Total RNA was prepared from pools of at least eight eyes. For Northern blot analysis, 15 μg of total RNA was loaded per lane and filters were probed for S-opsin, as described (23). As a loading control, the same filters were subsequently hybridized with a GAPDH probe.

Quantitative PCR.

cDNA was prepared from retinas cultured for 11 days with or without T3, and the relative levels of cone arrestin transcripts were measured by quantitative PCR as described (54) and normalized to β-actin. Primer sequences are available upon request.

β-Galactosidase Staining.

Eyes were fixed in 2% paraformaldehyde in PBS for 2 h at 4°C, followed by cryoprotection in 30% sucrose in PBS at 4°C for 1 h and embedded in optimal cutting temperature medium (O.C.T.; VWR, West Chester, PA). Cryosections (10 μm thick) were stained for β-galactosidase activity by incubating in 5-bromo-4-chloro-3-indolyl-β-d-galactopyranoside (X-Gal) substrate.

Immunohistochemistry and Quantification of Cone Gradients.
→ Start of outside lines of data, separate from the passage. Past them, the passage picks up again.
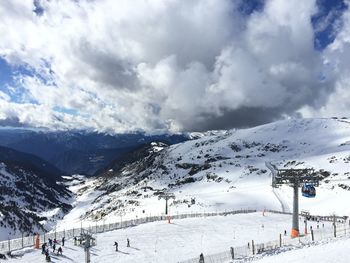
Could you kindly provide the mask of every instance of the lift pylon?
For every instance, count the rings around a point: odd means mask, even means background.
[[[299,187],[310,183],[318,186],[323,179],[314,169],[276,169],[277,174],[272,177],[272,186],[289,185],[293,187],[293,223],[292,237],[299,236]]]

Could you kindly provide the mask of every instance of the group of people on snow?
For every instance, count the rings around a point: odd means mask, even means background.
[[[65,237],[63,237],[62,240],[61,240],[61,245],[62,246],[64,246],[64,242],[65,242]],[[56,246],[58,246],[58,245],[59,244],[58,244],[58,241],[57,241],[56,238],[53,239],[53,240],[51,238],[49,238],[48,239],[48,243],[45,242],[45,243],[43,243],[41,245],[41,253],[45,255],[46,262],[51,262],[51,256],[50,256],[49,248],[52,248],[52,253],[55,253],[56,252]],[[58,247],[57,252],[56,252],[57,256],[60,255],[60,254],[62,255],[62,253],[63,253],[62,246]]]
[[[117,241],[114,242],[113,246],[115,246],[115,251],[118,252],[118,242]],[[130,247],[130,239],[129,238],[126,239],[126,247]]]

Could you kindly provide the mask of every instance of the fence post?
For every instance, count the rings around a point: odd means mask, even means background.
[[[232,259],[235,259],[235,250],[233,247],[231,247],[231,257]]]

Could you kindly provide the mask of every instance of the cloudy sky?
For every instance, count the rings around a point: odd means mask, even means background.
[[[203,131],[349,112],[347,0],[0,1],[0,126]]]

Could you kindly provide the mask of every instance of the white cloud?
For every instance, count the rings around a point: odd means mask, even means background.
[[[42,16],[32,1],[0,3],[0,56],[41,76],[18,77],[22,104],[0,93],[0,118],[115,132],[221,128],[243,112],[293,115],[333,88],[331,75],[319,79],[315,1],[270,0],[251,16],[229,0],[40,3]],[[259,123],[244,117],[240,125]]]

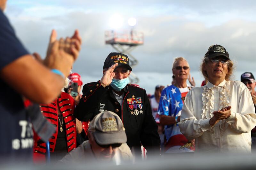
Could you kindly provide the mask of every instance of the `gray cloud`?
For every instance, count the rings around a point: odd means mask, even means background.
[[[131,54],[139,62],[133,71],[140,77],[141,86],[149,91],[156,84],[171,82],[172,64],[174,58],[179,56],[187,59],[199,85],[203,79],[198,72],[201,60],[209,47],[216,44],[225,48],[236,61],[236,74],[253,72],[256,2],[119,2],[56,1],[50,7],[50,1],[39,1],[33,4],[40,11],[34,15],[31,14],[33,10],[28,14],[26,8],[12,4],[7,14],[25,46],[43,56],[52,29],[57,30],[59,37],[70,36],[78,29],[83,44],[73,71],[84,78],[84,82],[100,79],[104,60],[114,51],[105,44],[104,32],[110,29],[109,17],[121,11],[125,18],[132,15],[136,18],[134,29],[144,33],[144,44]],[[47,13],[42,12],[42,5],[48,5]],[[59,11],[55,11],[58,5]],[[236,75],[236,78],[239,77]]]

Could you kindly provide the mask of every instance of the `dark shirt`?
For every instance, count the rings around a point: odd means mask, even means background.
[[[28,53],[0,10],[0,70]],[[21,95],[0,78],[0,157],[32,160],[33,133]]]

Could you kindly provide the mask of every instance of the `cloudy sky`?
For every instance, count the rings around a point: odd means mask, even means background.
[[[171,83],[172,64],[177,56],[187,60],[200,85],[204,79],[200,63],[215,44],[224,47],[235,61],[234,80],[246,71],[256,74],[255,7],[253,0],[12,0],[7,1],[6,13],[30,52],[42,56],[52,29],[59,37],[78,29],[82,49],[73,71],[81,75],[84,83],[100,79],[105,59],[115,51],[105,41],[105,31],[113,29],[110,18],[121,16],[119,30],[129,31],[127,20],[135,18],[133,29],[143,33],[144,43],[131,52],[139,62],[133,72],[139,85],[152,93],[156,85]]]

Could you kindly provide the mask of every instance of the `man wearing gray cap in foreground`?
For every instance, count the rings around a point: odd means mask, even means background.
[[[132,155],[126,143],[125,129],[117,115],[106,110],[98,114],[90,122],[88,131],[89,140],[67,154],[60,161],[90,163],[100,160],[119,165],[132,161]]]

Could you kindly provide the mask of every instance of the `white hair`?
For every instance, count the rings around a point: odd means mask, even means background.
[[[68,79],[68,78],[66,77],[65,78],[65,81],[64,82],[64,88],[68,88],[69,86],[69,84],[70,82],[72,82],[72,81]]]

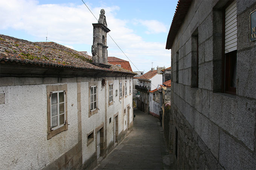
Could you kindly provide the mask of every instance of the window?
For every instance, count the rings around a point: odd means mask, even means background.
[[[110,84],[108,86],[109,89],[109,102],[111,103],[113,101],[113,84]]]
[[[131,81],[129,81],[129,93],[131,93]]]
[[[125,96],[127,95],[127,81],[125,81]]]
[[[175,156],[178,158],[178,130],[175,128]]]
[[[89,144],[91,143],[93,141],[94,138],[94,130],[93,130],[92,131],[87,134],[87,146],[89,145]]]
[[[176,53],[176,82],[179,83],[179,53]]]
[[[191,87],[198,87],[198,29],[192,34],[191,57]]]
[[[46,86],[47,139],[68,129],[67,89],[66,84]]]
[[[98,82],[89,83],[89,117],[98,112]]]
[[[235,95],[236,50],[226,54],[225,58],[225,92],[226,93]]]
[[[225,9],[225,48],[224,56],[224,92],[235,95],[236,91],[237,27],[236,3],[234,1]]]
[[[55,130],[64,126],[65,115],[65,90],[51,92],[51,127]]]
[[[97,86],[94,86],[90,88],[90,96],[91,98],[91,111],[94,110],[97,108]]]
[[[122,98],[122,96],[123,96],[122,95],[122,82],[120,82],[119,83],[119,98]]]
Whole retinas from at least three animals from each genotype (TRβ^+/+, TRβ^PV/+, and TRβ^PV/PV) were immunolabeled with opsin antibodies and quantified as described (16).

Radioimmunoassays.

Retinas from P0, P4, or P10 mice were dissected free of the pigment epithelium, lens, and choroid in cold PBS and quick-frozen in an Eppendorf tube in dry ice. At least 50 mg of tissue was pooled for each sample (>15 retinas at P0 and eight retinas at P10). Measurements of T4 and T3 for at least three samples at each age were determined by highly sensitive and specific radioimmunoassays after extensive extraction and purification of the iodothyronines from tissues, modified from procedures described elsewhere (55, 56). To increase recovery of the very small amounts of the iodothyronines that were expected in the very small tissue samples, we excluded the initial methanol/chloroform extraction and back-extraction into an aqueous phase, and purified the initial methanol extract of the retinas directly on the resin columns. To confirm that the small amounts of TH that we detected were not artifacts, we tested separate pools of sample extracts at three to five successive 2-fold dilutions and showed that the extracts behaved in the RIA in the same manner as the T3 and T4 standard solutions (see Fig. 8, which is published as supporting information on the PNAS web site).

Supplementary Material

Supporting Information

pnas_0509981103_index.html^{(6.9KB, html)}

Acknowledgments

We thank Sheue-yann Cheng for the TRβ^PV/PV mice; Chris McGuire, Paige Etter, Melissa Phillips, María Jesús Presas, and Socorro Durán for technical assistance; and Paige Etter for helpful comments on the manuscript. This work was supported by National Institutes of Health Grants T32 EY07031 and NS28308 (to M.R.R. and T.A.R.), by the National Institute on Deafness and Other Communication Disorders, a Hirschl award, and the intramural program at National Institutes of Health/National Institute of Diabetes and Digestive and Kidney Diseases (to M.S. and D.F.), and by Instituto de Salud Carlos III, Red de Centros de Metabolismo y Nutricion (03/08) and Instituto de Salud Carlos III PI031417 (03/1417) (to G.M.d.E.).

Abbreviations

TH: thyroid hormone
RXR: retinoid X receptor
TRβ2: TH β2 receptor isoform
S-opsin: short wavelength opsin
M-opsin: medium wavelength opsin
Pn: postnatal day n.

Footnotes

Conflict of interest statement: No conflicts declared.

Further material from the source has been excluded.